Using the summary output, obtain a prediction for a dose of 3.2 units. What precisely is this a prediction of?

Convert your prediction into a predicted probability that a rat given this dose will live. Hint: if probability is denoted \(p\) and odds \(d\), we saw in class that \(d = p/(1-p)\). It follows (by algebra that I am doing for you) that \(p = d/(1+d)\).

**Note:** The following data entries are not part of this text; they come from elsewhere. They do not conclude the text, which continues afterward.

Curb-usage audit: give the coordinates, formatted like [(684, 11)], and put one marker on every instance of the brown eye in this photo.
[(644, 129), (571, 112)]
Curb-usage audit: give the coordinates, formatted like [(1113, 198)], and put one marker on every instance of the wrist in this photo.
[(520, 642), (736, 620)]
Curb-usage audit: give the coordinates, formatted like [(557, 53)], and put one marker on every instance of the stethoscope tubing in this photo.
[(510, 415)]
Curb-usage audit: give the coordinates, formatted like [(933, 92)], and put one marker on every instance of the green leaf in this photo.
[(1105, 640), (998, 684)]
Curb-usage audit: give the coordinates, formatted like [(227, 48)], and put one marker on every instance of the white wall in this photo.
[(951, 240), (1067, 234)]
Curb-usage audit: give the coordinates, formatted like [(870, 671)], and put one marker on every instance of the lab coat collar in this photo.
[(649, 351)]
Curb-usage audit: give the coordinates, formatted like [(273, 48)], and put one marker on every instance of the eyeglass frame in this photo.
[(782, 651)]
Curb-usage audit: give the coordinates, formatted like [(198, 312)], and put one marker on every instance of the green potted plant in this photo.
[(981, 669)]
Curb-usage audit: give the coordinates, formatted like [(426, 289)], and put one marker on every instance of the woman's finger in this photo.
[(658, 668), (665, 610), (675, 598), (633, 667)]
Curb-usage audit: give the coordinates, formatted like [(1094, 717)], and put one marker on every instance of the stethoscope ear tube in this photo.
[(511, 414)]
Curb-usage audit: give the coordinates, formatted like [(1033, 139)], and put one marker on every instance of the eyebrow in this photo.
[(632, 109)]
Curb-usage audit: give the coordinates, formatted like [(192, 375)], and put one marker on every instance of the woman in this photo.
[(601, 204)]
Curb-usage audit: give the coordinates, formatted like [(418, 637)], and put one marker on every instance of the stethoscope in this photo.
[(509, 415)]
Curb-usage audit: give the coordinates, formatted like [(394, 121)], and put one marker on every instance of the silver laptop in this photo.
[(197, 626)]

In the output given at the top of this question, there is a number \(-0.9448\). What is the interpretation of this number? (If you prefer, you can instead interpret the exp of this number.)

Carrots

In a consumer study, 103 consumers scored their preference of 12 Danish carrot types on a scale from 1 to 7, where 1 represents “strongly dislike” and 7 represents “strongly like”. The consumers also rated each carrot type on some other features, and some demographic information was collected. The data are in http://ritsokiguess.site/datafiles/carrots_pref.csv. We will be predicting preference score from the type of carrot and how often the consumer eats carrots (the latter treated as quantitative):

Frequency: how often the consumer eats carrots: 1: once a week or more, 2: once every two weeks, 3: once every three weeks, 4: at least once month, 5: less than once a month. (We will treat this as quantitative.)
Preference: consumer score on a seven-point scale, 7 being best
Product: type of carrot (there are 12 different named types).

Read in and display (some of) the data.

Why would ordinal logistic regression be a sensible method of analysis here?

Fit an ordinal logistic regression to this dataset. You do not need to display any output from this model yet. Hint: Preference is actually categorical, even though it looks like a number, so you should make sure that R treats it as categorical.

Can any explanatory variables be removed? Explain briefly.

If necessary, fit an improved model. (If not, explain briefly why not.)

We will be predicting probabilities of each rating category for each of the explanatory variables remaining in the best model. Make a dataframe that includes all the different types of carrot, and the values 1 and 5 for eat_carrots if that is in your best model. Hint: you can use count to get all the levels of a categorical variable.

Predict the probability of a customer giving each carrot type each preference score. Display your results in such a way that you can easily compare the probability of each score for different types of carrot.

There was a significant difference in preference scores among the different types of carrot. What do your predictions tell you about why that is? Explain briefly.